Cable resistance and the cable driver output (source) impedance work as a voltage divider against the load impedance at the destination receiving the signal.
Most often, the destination is a fixed value and resistive for audio frequencies, such as 10 KOhm or 600 Ohms resistive load.
The cable itself behave as a constant impedance (fixed resistance, capacitance and inductance) so we end up with a constant voltage divider. Even 1000 feet of 18 gauge wire is only 6.4 Ohms (12.8 for a "round trip") which does not cause much loss against 600 Ohms or higher load.
However, speakers are not a constant load. Speakers impedance does vary over the audio frequency range. The speaker designer may attempt to make the end result behave as a constant resistive load, but the end result is often far from constant, and certainly not resistive over the frequency range.
The question is: what is the effect of the varying load impedance (over the frequency range) against the constant cable resistance? This question requires a good model of a speaker. Many such models are available, and vary from speaker to speaker. For the sake of generality, let me simplify the problem to model a speaker as a resistive load. Let me assume a speaker that varies over the frequency range between 3 Ohms and 30 Ohms. The question is: What would such load variations do to flatness response?
Given that we are talking about speaker wire, let us take the following wire gauges (AWG):
00 with diameter of .36 inch
2 with diameter of .25 inch
4 with diameter of .2 inch
6 with diameter of .16 inch
8 with diameter of .13 inch
10 with diameter of .1 inch
12 with diameter of .08 inch
For the 7 wires, the deviation between 3 and 30 Ohm load is plotted below (in dB voltage loss) for distances between 10 and 50 feet of a speaker wire pair.
A 50 feet of 12AWG cable may cause about 0.4db deviation in voltage (.2dB power deviation).

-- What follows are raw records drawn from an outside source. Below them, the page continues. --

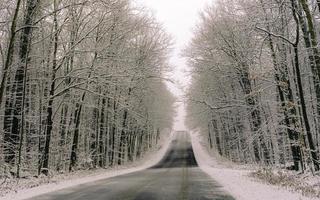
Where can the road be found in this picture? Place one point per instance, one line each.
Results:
(176, 177)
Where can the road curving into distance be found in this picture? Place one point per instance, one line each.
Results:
(176, 177)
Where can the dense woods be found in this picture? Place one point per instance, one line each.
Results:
(82, 85)
(255, 93)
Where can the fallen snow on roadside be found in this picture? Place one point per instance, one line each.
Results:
(237, 181)
(148, 161)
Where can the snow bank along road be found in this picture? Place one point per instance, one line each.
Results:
(176, 177)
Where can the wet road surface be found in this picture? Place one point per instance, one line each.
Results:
(175, 177)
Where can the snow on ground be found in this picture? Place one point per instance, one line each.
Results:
(237, 181)
(59, 183)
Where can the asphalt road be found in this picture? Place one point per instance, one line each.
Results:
(175, 177)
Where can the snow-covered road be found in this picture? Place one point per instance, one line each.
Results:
(176, 176)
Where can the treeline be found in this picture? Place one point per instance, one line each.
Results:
(256, 91)
(82, 85)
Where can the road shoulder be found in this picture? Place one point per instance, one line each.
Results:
(237, 181)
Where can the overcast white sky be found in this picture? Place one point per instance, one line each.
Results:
(179, 18)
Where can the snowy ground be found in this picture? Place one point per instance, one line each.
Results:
(21, 189)
(235, 179)
(238, 181)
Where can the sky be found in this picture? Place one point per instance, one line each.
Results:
(178, 17)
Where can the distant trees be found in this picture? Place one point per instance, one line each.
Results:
(81, 84)
(255, 88)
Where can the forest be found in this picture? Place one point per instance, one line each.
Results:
(83, 85)
(255, 92)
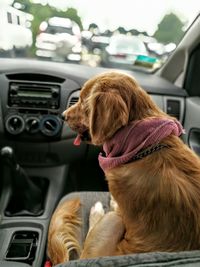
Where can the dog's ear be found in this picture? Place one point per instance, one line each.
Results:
(109, 112)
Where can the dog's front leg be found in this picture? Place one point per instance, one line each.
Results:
(102, 240)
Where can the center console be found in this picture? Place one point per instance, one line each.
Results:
(34, 179)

The same 12AWG wire at 10 feet length will cause about 0.08dB voltage attenuation (.04dB power). A 10 AWG wire at 20 feet is good for .1dB voltage deviation.

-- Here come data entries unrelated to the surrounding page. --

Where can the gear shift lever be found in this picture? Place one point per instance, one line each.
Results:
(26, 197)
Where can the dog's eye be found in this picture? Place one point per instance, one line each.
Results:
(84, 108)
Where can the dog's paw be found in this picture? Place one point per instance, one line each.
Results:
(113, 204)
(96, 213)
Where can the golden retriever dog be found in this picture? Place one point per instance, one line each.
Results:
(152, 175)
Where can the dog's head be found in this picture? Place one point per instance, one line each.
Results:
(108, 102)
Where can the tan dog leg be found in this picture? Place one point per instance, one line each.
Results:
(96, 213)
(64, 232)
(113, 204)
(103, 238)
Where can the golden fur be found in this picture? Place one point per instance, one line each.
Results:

Clearly I am not stating where the deviation occurs, and the argument is built on an assumption that the load varies by a factor of 10 to 1 and is resistive. I will take some time to model the behavior of real speakers, but this ball park exercise shows that the deviations in flatness response due to speaker wire are very small compared to the fluctuations in flatness response of the speakers themselves, where a few db deviations over the frequency range is rather common.
From resistive analysis point of view, for most speakers, a reasonable length (say 20 feet) of 12AWG wire would do very well.
I would not rule out that one can pick differentiate between say 50 feet of 12AWG and 50 feet of say 6AWG. A 0.4dB voltage loss at the frequency where the speaker resistance drops to 3 Ohm may be noticeable in an ABX test. At 20 feet with say 10AWG, the deviation is only .1dB.
The lion share of the problem of deviation from flat response is the speaker itself. The cable resistance is nearly a non issue.
I will post the results of a more accurate model in the near future.